The U.S authorities has fined Citigroup about $2M following the news of failing to supervise a junior analyst who sent some confidential and insider information about Facebook’s multi-billion floatation to two leading technology bloggers.
This fine has been made after Citigroup failed to follow and observe the lines of agreement that were drawn between Facebook and Citigroup.
William Galvin, head of Massachusetts’s top financial regulatory body, said in an official statement, “The penalty should serve as a warning to the industry as a whole”. The same regulatory body has imposed the fine on Facebook.

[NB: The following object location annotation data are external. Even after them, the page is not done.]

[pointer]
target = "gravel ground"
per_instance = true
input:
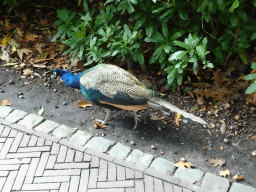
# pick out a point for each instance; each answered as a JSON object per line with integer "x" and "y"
{"x": 192, "y": 141}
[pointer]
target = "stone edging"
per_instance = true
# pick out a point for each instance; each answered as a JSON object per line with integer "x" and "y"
{"x": 117, "y": 152}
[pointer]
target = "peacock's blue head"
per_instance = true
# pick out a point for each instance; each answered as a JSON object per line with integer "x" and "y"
{"x": 69, "y": 78}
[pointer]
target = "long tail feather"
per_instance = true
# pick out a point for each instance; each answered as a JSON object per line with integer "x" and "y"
{"x": 158, "y": 103}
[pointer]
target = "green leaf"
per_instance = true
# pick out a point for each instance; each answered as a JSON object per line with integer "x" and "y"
{"x": 195, "y": 67}
{"x": 177, "y": 35}
{"x": 253, "y": 37}
{"x": 202, "y": 7}
{"x": 183, "y": 15}
{"x": 253, "y": 65}
{"x": 233, "y": 19}
{"x": 165, "y": 30}
{"x": 181, "y": 44}
{"x": 177, "y": 55}
{"x": 179, "y": 78}
{"x": 251, "y": 88}
{"x": 250, "y": 76}
{"x": 234, "y": 6}
{"x": 86, "y": 8}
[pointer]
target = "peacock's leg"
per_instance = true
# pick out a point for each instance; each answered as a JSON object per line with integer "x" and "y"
{"x": 106, "y": 117}
{"x": 135, "y": 119}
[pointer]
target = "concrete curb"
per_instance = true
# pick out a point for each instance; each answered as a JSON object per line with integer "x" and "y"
{"x": 119, "y": 154}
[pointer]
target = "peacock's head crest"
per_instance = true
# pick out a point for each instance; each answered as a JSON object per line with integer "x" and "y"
{"x": 59, "y": 72}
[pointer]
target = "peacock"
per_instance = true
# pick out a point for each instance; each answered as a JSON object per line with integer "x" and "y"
{"x": 111, "y": 87}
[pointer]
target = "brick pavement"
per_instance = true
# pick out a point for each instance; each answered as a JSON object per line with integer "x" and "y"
{"x": 41, "y": 155}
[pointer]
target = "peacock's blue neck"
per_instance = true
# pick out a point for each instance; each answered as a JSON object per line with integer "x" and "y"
{"x": 72, "y": 80}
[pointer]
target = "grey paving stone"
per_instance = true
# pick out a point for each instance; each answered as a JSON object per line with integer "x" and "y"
{"x": 98, "y": 154}
{"x": 107, "y": 190}
{"x": 24, "y": 141}
{"x": 115, "y": 184}
{"x": 80, "y": 137}
{"x": 139, "y": 186}
{"x": 168, "y": 187}
{"x": 15, "y": 161}
{"x": 70, "y": 155}
{"x": 20, "y": 177}
{"x": 31, "y": 170}
{"x": 23, "y": 155}
{"x": 51, "y": 161}
{"x": 40, "y": 142}
{"x": 160, "y": 175}
{"x": 93, "y": 178}
{"x": 63, "y": 131}
{"x": 9, "y": 167}
{"x": 31, "y": 120}
{"x": 55, "y": 149}
{"x": 149, "y": 186}
{"x": 13, "y": 133}
{"x": 32, "y": 141}
{"x": 163, "y": 166}
{"x": 46, "y": 136}
{"x": 16, "y": 115}
{"x": 84, "y": 177}
{"x": 32, "y": 149}
{"x": 111, "y": 171}
{"x": 42, "y": 164}
{"x": 139, "y": 175}
{"x": 120, "y": 173}
{"x": 95, "y": 162}
{"x": 62, "y": 172}
{"x": 120, "y": 151}
{"x": 212, "y": 182}
{"x": 237, "y": 187}
{"x": 71, "y": 165}
{"x": 6, "y": 148}
{"x": 62, "y": 153}
{"x": 99, "y": 143}
{"x": 78, "y": 156}
{"x": 22, "y": 128}
{"x": 72, "y": 145}
{"x": 55, "y": 179}
{"x": 16, "y": 142}
{"x": 6, "y": 132}
{"x": 47, "y": 126}
{"x": 4, "y": 111}
{"x": 158, "y": 185}
{"x": 129, "y": 164}
{"x": 9, "y": 181}
{"x": 41, "y": 186}
{"x": 139, "y": 157}
{"x": 189, "y": 175}
{"x": 129, "y": 173}
{"x": 103, "y": 170}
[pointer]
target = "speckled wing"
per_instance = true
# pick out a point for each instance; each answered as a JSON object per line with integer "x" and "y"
{"x": 111, "y": 80}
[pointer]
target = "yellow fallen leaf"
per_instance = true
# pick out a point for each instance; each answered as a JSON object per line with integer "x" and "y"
{"x": 83, "y": 104}
{"x": 6, "y": 102}
{"x": 238, "y": 177}
{"x": 183, "y": 164}
{"x": 41, "y": 111}
{"x": 224, "y": 173}
{"x": 98, "y": 125}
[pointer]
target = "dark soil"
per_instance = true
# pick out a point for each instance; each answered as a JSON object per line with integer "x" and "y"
{"x": 192, "y": 141}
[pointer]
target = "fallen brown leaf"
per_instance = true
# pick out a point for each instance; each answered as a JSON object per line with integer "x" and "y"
{"x": 183, "y": 165}
{"x": 224, "y": 173}
{"x": 98, "y": 125}
{"x": 217, "y": 162}
{"x": 238, "y": 177}
{"x": 6, "y": 102}
{"x": 83, "y": 104}
{"x": 223, "y": 126}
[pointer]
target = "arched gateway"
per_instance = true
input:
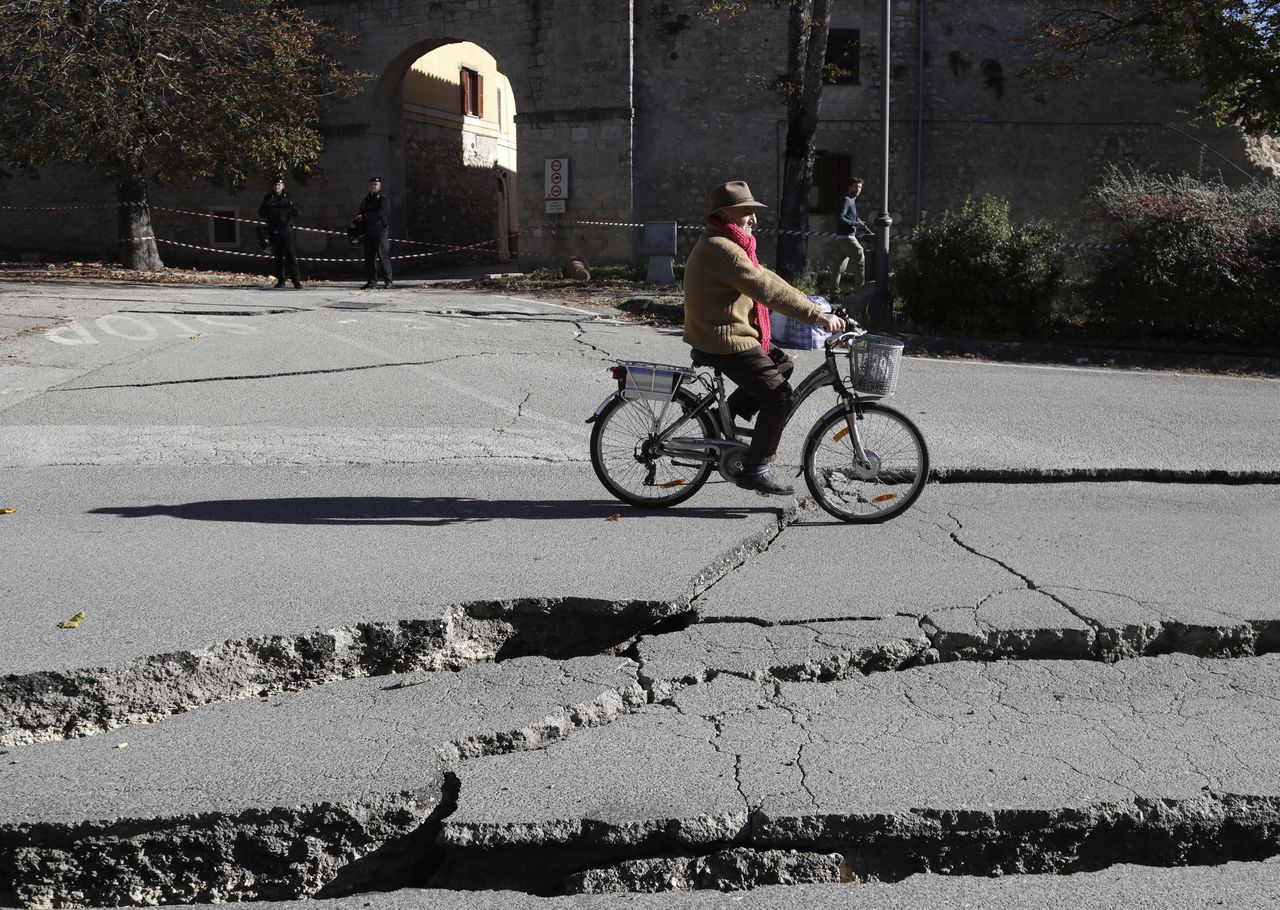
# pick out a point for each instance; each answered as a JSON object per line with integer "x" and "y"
{"x": 570, "y": 63}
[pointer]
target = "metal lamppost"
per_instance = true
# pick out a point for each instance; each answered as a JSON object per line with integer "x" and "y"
{"x": 882, "y": 301}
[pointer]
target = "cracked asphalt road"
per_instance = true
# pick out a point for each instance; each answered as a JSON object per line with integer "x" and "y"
{"x": 359, "y": 617}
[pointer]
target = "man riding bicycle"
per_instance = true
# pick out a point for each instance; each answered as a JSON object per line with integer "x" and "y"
{"x": 727, "y": 301}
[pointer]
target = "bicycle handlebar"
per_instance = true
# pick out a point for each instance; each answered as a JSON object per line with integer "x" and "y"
{"x": 851, "y": 328}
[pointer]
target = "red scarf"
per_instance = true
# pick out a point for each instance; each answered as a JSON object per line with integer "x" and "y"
{"x": 748, "y": 242}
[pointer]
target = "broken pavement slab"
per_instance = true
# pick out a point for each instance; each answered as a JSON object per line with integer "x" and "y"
{"x": 964, "y": 768}
{"x": 337, "y": 787}
{"x": 1097, "y": 571}
{"x": 311, "y": 576}
{"x": 1240, "y": 886}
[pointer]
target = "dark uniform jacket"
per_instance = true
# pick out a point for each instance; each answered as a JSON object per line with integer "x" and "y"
{"x": 278, "y": 211}
{"x": 376, "y": 210}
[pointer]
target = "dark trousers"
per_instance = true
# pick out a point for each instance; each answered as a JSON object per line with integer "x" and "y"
{"x": 378, "y": 250}
{"x": 286, "y": 254}
{"x": 762, "y": 391}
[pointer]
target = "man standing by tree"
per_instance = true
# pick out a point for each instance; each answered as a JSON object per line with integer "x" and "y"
{"x": 278, "y": 210}
{"x": 849, "y": 250}
{"x": 800, "y": 88}
{"x": 163, "y": 90}
{"x": 375, "y": 218}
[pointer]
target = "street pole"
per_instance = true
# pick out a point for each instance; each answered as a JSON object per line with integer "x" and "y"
{"x": 882, "y": 301}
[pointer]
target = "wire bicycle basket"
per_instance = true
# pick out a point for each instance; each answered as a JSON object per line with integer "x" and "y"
{"x": 650, "y": 382}
{"x": 873, "y": 365}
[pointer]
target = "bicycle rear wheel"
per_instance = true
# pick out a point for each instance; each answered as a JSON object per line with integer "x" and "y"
{"x": 886, "y": 485}
{"x": 626, "y": 460}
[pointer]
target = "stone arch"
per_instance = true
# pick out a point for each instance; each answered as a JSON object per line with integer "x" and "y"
{"x": 544, "y": 49}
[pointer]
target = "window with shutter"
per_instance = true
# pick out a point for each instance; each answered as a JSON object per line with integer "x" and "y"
{"x": 472, "y": 92}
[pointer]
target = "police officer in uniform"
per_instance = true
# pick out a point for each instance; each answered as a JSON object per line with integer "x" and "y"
{"x": 278, "y": 210}
{"x": 375, "y": 218}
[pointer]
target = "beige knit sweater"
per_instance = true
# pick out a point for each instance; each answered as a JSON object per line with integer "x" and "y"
{"x": 721, "y": 288}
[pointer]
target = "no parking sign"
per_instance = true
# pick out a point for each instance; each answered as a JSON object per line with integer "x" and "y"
{"x": 556, "y": 183}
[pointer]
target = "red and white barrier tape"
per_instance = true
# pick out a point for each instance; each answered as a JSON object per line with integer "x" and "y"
{"x": 320, "y": 259}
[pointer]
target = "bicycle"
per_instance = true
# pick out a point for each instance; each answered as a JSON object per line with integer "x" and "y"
{"x": 863, "y": 461}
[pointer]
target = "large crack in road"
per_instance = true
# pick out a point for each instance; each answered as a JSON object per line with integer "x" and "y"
{"x": 428, "y": 831}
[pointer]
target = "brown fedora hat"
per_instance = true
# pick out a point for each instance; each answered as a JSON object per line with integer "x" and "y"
{"x": 732, "y": 195}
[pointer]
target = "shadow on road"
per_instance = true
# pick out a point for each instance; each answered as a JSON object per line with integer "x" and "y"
{"x": 428, "y": 511}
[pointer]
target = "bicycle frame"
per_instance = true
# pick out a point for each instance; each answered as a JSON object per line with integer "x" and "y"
{"x": 712, "y": 448}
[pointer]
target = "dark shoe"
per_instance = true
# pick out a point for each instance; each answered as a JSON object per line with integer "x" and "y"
{"x": 766, "y": 484}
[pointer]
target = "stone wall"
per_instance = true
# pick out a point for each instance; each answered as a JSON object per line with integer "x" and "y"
{"x": 653, "y": 105}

Citibank was amongst those leading banks that Facebook hired to help the company to manage and sell shares of the company during the $ 104bn floatation in May.
According to the U.S law, analyst at banks that have been hired for floatation of the stock purposes are not allowed and they have not any permission to distribute any research on the company until 40 days after the shares are sold.
After the thorough investigation made by Massachusetts Secretary of Commonwealth, a junior analyst that was the employee of Citigroup, emailed some secret information about Facebook on May 2. This information was emailed to Techcrunch.com which is the leading technology news and updates provider of the area.
On the other hand, Citigroup has fired the same employee during September. After making settlement of this issue, Citigroup said,” We are pleased to solve this matter”.
However, yesterday Facebook received some better news after a man who had filed a lawsuit in which he claimed that he owned about 50 percent of the social networking site. The same man was arrested and charged against these false evidences.